A uniform horizontal rod of length 40 cm and mass 1⋅2 kg is supported by two identical wires as shown in figure. Where should a mass of 4⋅8 kg be placed on the rod so that the same tuning fork may excite the wire on left into its fundamental vibrations and that on right into its first overtone?

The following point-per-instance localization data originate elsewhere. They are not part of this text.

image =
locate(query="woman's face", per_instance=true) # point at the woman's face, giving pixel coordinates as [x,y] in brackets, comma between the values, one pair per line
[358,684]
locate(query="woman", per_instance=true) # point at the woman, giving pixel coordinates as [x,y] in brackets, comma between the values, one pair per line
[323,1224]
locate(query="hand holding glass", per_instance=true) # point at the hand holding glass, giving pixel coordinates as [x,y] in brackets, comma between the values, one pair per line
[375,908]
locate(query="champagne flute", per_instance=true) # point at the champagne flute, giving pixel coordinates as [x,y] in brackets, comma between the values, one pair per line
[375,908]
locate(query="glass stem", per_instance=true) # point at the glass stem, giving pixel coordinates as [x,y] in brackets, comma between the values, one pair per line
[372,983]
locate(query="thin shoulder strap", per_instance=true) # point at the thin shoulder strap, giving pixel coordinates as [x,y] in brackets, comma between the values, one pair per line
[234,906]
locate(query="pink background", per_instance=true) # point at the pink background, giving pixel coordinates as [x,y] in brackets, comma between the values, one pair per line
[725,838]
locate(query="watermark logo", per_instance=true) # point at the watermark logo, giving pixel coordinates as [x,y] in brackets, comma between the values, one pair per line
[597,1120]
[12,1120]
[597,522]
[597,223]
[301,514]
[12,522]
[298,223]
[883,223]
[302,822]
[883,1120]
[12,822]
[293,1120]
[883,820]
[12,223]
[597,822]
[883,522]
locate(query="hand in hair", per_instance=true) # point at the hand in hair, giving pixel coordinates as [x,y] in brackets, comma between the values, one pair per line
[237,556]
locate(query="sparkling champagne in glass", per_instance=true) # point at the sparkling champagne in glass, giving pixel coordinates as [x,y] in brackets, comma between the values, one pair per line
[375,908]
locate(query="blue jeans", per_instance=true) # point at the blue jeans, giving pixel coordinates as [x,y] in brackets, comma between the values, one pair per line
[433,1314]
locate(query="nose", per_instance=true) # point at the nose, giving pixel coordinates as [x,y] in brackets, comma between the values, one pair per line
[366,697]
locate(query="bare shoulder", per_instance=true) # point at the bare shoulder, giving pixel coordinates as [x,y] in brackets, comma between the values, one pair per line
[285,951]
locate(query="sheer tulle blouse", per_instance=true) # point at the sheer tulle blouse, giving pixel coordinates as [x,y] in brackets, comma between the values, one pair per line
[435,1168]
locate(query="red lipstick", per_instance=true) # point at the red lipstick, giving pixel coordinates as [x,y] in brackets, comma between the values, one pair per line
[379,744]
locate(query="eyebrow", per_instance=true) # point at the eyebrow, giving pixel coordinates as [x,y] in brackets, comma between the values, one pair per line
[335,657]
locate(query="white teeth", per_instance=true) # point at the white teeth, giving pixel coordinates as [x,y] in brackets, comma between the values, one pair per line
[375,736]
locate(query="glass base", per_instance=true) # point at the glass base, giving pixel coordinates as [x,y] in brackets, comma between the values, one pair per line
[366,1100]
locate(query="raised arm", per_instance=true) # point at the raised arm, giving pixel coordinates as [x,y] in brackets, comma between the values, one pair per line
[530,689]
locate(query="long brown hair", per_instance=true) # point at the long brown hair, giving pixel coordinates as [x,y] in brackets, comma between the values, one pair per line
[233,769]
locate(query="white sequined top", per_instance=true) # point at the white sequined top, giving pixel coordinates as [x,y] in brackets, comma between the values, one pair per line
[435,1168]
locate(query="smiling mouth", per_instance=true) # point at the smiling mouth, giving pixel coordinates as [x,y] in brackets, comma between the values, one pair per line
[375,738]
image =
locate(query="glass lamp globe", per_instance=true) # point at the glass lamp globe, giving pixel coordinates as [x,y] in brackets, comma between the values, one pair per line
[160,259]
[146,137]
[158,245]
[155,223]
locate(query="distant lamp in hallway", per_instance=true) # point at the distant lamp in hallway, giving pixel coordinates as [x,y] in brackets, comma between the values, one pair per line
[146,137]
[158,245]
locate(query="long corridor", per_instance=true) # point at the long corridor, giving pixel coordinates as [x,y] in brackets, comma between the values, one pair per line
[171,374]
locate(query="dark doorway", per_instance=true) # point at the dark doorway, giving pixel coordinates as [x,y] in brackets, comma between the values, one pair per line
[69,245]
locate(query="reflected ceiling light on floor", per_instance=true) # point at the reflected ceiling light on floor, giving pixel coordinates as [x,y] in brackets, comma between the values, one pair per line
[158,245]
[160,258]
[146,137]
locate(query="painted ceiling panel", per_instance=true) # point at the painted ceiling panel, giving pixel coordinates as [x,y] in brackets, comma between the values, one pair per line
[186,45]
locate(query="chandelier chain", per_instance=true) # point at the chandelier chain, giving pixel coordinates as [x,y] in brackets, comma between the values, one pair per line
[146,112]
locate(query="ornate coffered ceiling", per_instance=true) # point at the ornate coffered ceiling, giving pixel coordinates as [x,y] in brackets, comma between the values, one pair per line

Take g = 10 m s^{−2}.

#### Solution

Given:

Length of the rod (*L*) = 40 cm = 0.40 m

Mass of the rod (*m*) = 1.2 kg

Let the mass of 4.8 kg be placed at *x* distance from the left.

As per the question, frequency on the left side = *f*_{0}

Frequency on the right side = 2*f*_{0}

Let tension be *T*_{1} and *T*_{2}_{ }on the left and the right side, respectively.

\[\therefore \frac{1}{2L}\sqrt{\frac{T_1}{m}} = \frac{2}{2L}\sqrt{\frac{T_2}{m}}\]

\[ \Rightarrow \sqrt{\frac{T_1}{T_2}} = 2\]

\[ \Rightarrow \frac{T_1}{T_2} = 4 . . . (1)\]

From the free body diagram:

\[T_1 + T_2 = 48 + 12 = 60 N\]

\[ \Rightarrow 4 T_2 + T_2 = 5 T_2 = 60 N \left[ \text{ using equation } \left( 1 \right) \right]\]

\[ \therefore T_2 = 12 N\]

\[\text{ and } T_1 = 48 N\]

Now, taking moment about point A:

\[T_2 \times \left( 0 . 4 \right) = 48x + 12 \times 0 . 2\]

\[ \Rightarrow 4 . 8 = 48x - 2 . 4\]

\[ \Rightarrow 4 . 8x = 2 . 4\]

\[ \Rightarrow x = \frac{2 . 4}{4 . 8} = \frac{1}{20} m = 5 \text{ cm }\]

Therefore, the mass should be placed at a distance of 5 cm from the left end.